I tried SIGNATE "[Practice question] Predicting the number of rental bicycle users"

Introduction

This time, we worked on SIGNATE's "[Practice question] Prediction of rental bicycle users". Regarding machine learning, I haven't been able to do much yet, but I hope to grow little by little through competitions.

Contents of the competition

I worked on the following exercises.

** [Practice question] Forecasting the number of rental bicycle users **

Create this model that predicts the number of rental bicycle users per hour each day from seasonal information and weather information for 2 years

Actual code

1. Read data

#Library import
import numpy as np
import pandas as pd
import matplotlib.pyplot as plt
%matplotlib inline
#Read / display files
train = pd.read_csv('train.tsv',sep='\t')
test  = pd.read_csv('test.tsv',sep='\t')
train.head()

data1.png

2. Understanding the data content

#Try plotting usage
plt.figure(figsize=(12,5))
plt.plot(train['id'],train['cnt'])

graph1.png

#Plot the usage status for a certain week as a trial
# 1.Store in variable by date
_day0703 = train.query('dteday == "2011-07-03"')#Day
_day0704 = train.query('dteday == "2011-07-04"')#Month
_day0705 = train.query('dteday == "2011-07-05"')#fire
_day0706 = train.query('dteday == "2011-07-06"')#water
_day0707 = train.query('dteday == "2011-07-07"')#wood
_day0708 = train.query('dteday == "2011-07-08"')#Money
_day0709 = train.query('dteday == "2011-07-09"')#soil
# 2.Graph display of each date
plt.figure(figsize=(12,5))
plt.plot(_day0703['hr'],_day0703['cnt'],label='Sun')
plt.plot(_day0704['hr'],_day0704['cnt'],label='Mon')
plt.plot(_day0705['hr'],_day0705['cnt'],label='Tue')
plt.plot(_day0706['hr'],_day0706['cnt'],label='Wed')
plt.plot(_day0707['hr'],_day0707['cnt'],label='Thu')
plt.plot(_day0708['hr'],_day0708['cnt'],label='Fri')
plt.plot(_day0709['hr'],_day0709['cnt'],label='Sat')
plt.legend()
plt.grid()

graph2.png

・ It seems that the usage status differs between holidays and weekdays. ・ On weekdays, it is often used from 6 am to 10 am and from 16 pm to 9 pm, so it seems to be used for commuting to work or school.

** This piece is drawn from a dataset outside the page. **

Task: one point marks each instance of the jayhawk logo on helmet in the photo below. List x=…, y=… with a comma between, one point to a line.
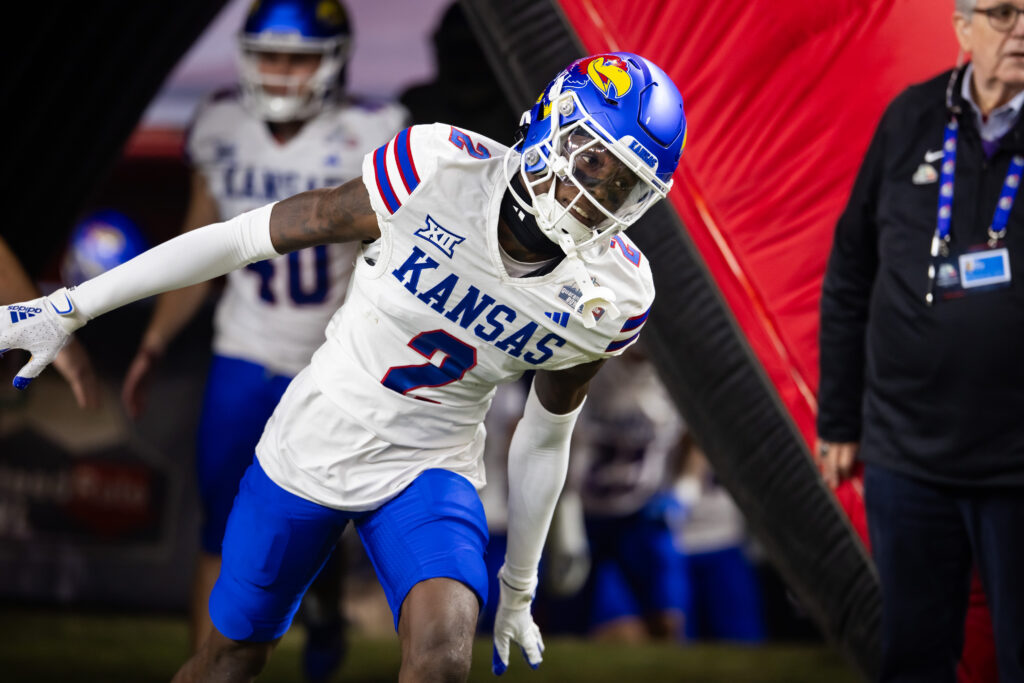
x=608, y=72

Since the usage status changes depending on holidays and time of day, I chose XGBoost because I thought linear regression was not suitable.

3. Learning with XGBoost

#XGBoost library import
import xgboost as xgb
from sklearn.model_selection import GridSearchCV
from sklearn.metrics import mean_squared_error
#Creating an xgboost model
reg = xgb.XGBRegressor()
#Before id2500, the tendency is different, so cut(Operation start etc.?)
train = train[train['id'] > 2500]
#Store explanatory variables and objective variables
X_train = train.drop(['id','dteday','cnt'], axis=1)
y_train = train['cnt']
X_test = test.drop(['id','dteday'], axis=1)
#Hyperparameter search
reg_cv = GridSearchCV(reg, {'max_depth': [2,4,6], 'n_estimators': [50,100,200]}, verbose=1)
reg_cv.fit(X_train, y_train)
print(reg_cv.best_params_, reg_cv.best_score_)
#Learn again with optimal parameters
reg = xgb.XGBRegressor(**reg_cv.best_params_)
reg.fit(X_train, y_train)

4. Check the model

#Prediction using training data
pred_train = reg.predict(X_train)
#Check if the predicted value is valid
train_value = y_train.values
_df = pd.DataFrame({'actual':train_value,'pred':pred_train})
_df.plot(figsize=(12,5))

graph3.png

In general, it seems that you can predict correctly.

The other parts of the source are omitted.